Dissenting Views are Healthy
Finally, opposition to particular findings of research is healthy but should never be personal. Questions and personal experience can contribute tremendously to factors that may not have been considered in previous research. It’s probably a little-known fact, but even ole Baby Face Kerber hates the term “transitional.” It is not healthy or productive to attack individuals for their opinions and for sharing their beliefs for or against anything. If you don’t agree with someone’s position then you present a better argument based on facts, not just opinions.
Remember, many of today’s facts are proven wrong in time as better information is available. Just think of all the foods that have been bad for you, then good for you, bad for you, and good for you again, all in the past 30 years. Likewise, it is unethical to design research that is intended to produce results that support a personal agenda.
Researchers need to produce findings with full disclosure. They should test tactics and report findings on the results but should never attempt to dictate tactics. To my knowledge, none of the researchers have told anyone how they should be operating; they have only provided information on the findings of the research and preface all classes with, “You should use the tactics that work best for your department.” Some individuals tell you that you are doing things wrong, but I hope they are not the researchers themselves. Please vet your sources!
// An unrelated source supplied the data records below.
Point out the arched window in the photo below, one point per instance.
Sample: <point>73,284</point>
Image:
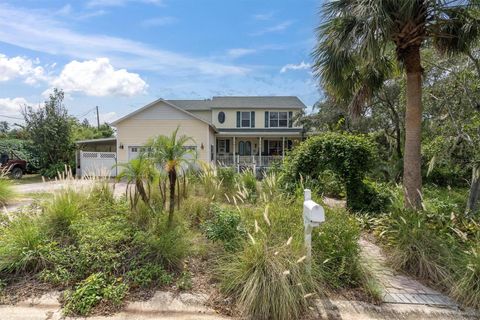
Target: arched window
<point>221,117</point>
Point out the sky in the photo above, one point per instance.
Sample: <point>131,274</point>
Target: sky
<point>123,54</point>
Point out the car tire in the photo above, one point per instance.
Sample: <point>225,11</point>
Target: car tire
<point>17,173</point>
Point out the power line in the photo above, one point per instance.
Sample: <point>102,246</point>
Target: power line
<point>10,117</point>
<point>83,115</point>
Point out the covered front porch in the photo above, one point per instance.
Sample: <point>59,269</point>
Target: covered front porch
<point>252,152</point>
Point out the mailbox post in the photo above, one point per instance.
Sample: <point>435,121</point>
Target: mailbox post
<point>313,215</point>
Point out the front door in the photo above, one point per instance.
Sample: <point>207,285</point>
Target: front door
<point>245,148</point>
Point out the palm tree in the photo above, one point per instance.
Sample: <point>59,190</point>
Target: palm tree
<point>354,56</point>
<point>171,153</point>
<point>137,171</point>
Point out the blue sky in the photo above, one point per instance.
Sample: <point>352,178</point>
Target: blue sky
<point>123,54</point>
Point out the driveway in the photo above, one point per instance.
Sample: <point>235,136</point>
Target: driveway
<point>27,192</point>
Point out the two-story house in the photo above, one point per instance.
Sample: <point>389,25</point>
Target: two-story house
<point>250,131</point>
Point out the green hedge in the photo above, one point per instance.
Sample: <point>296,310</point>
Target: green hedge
<point>348,156</point>
<point>23,149</point>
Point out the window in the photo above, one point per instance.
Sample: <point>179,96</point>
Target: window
<point>221,117</point>
<point>245,119</point>
<point>274,147</point>
<point>244,148</point>
<point>278,119</point>
<point>221,145</point>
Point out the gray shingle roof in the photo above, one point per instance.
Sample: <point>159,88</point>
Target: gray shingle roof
<point>193,104</point>
<point>273,102</point>
<point>247,102</point>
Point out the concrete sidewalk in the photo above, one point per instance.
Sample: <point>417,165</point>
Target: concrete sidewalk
<point>189,306</point>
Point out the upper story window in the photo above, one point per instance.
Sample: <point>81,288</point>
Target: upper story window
<point>278,119</point>
<point>245,119</point>
<point>221,117</point>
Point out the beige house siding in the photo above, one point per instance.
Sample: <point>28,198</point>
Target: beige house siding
<point>160,119</point>
<point>203,114</point>
<point>231,117</point>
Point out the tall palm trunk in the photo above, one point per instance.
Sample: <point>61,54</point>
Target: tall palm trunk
<point>474,194</point>
<point>172,175</point>
<point>412,175</point>
<point>141,190</point>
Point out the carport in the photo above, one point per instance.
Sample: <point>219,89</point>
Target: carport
<point>96,157</point>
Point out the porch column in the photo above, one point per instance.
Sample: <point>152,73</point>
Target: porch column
<point>260,151</point>
<point>234,153</point>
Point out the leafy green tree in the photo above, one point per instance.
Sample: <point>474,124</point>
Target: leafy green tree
<point>354,57</point>
<point>50,129</point>
<point>170,152</point>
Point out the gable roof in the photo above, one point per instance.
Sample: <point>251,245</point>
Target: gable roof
<point>254,102</point>
<point>193,104</point>
<point>154,103</point>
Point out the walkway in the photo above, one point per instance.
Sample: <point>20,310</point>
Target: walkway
<point>399,288</point>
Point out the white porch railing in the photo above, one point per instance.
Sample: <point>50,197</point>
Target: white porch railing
<point>237,160</point>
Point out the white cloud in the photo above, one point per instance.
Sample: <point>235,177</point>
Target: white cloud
<point>263,16</point>
<point>276,28</point>
<point>19,67</point>
<point>118,3</point>
<point>157,22</point>
<point>108,117</point>
<point>34,31</point>
<point>98,78</point>
<point>240,52</point>
<point>12,108</point>
<point>301,66</point>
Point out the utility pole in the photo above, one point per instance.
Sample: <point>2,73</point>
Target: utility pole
<point>98,119</point>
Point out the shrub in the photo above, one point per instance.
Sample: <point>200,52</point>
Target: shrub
<point>184,282</point>
<point>6,191</point>
<point>370,197</point>
<point>227,176</point>
<point>24,149</point>
<point>271,187</point>
<point>267,277</point>
<point>102,243</point>
<point>196,209</point>
<point>226,227</point>
<point>54,169</point>
<point>148,275</point>
<point>467,284</point>
<point>348,156</point>
<point>22,246</point>
<point>165,246</point>
<point>336,250</point>
<point>266,281</point>
<point>211,182</point>
<point>62,211</point>
<point>91,291</point>
<point>416,247</point>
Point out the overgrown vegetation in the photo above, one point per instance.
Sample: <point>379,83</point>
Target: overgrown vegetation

Use caution when listening to many who have latched onto science in an attempt to make a name for themselves short of experience. They may have an agenda also (to gain recognition and make money). This is just as damaging to the truth as those who only rely on their experience and oppose for the sake of opposition (that ain’t the way we did it, so it’s got to be wrong). Keep an open mind and be skeptical all at the same time. One thing is for certain, time will expose the truth so the dummies like me can finally figure it out. Everything else will fade away. It’s a natural process.
David Rhodes is a 32-year fire service veteran. He is a chief elder for the Georgia Smoke Diver Program, a member of the Fire Department Instructors Conference (FDIC) International Executive Advisory Board, a hands-on training coordinator for FDIC, an editorial advisor for Fire Engineering and the UL Firefighter Safety Research Institute, and an adjunct instructor for the Georgia Fire Academy. He is a Type III incident commander for the Georgia Emergency Management-Metro Atlanta All Hazards Incident Management Team and is a task force leader for the Georgia Search and Rescue Team. He is president of Rhodes Consultants, Inc., which provides public safety training, consulting, and promotional assessment centers.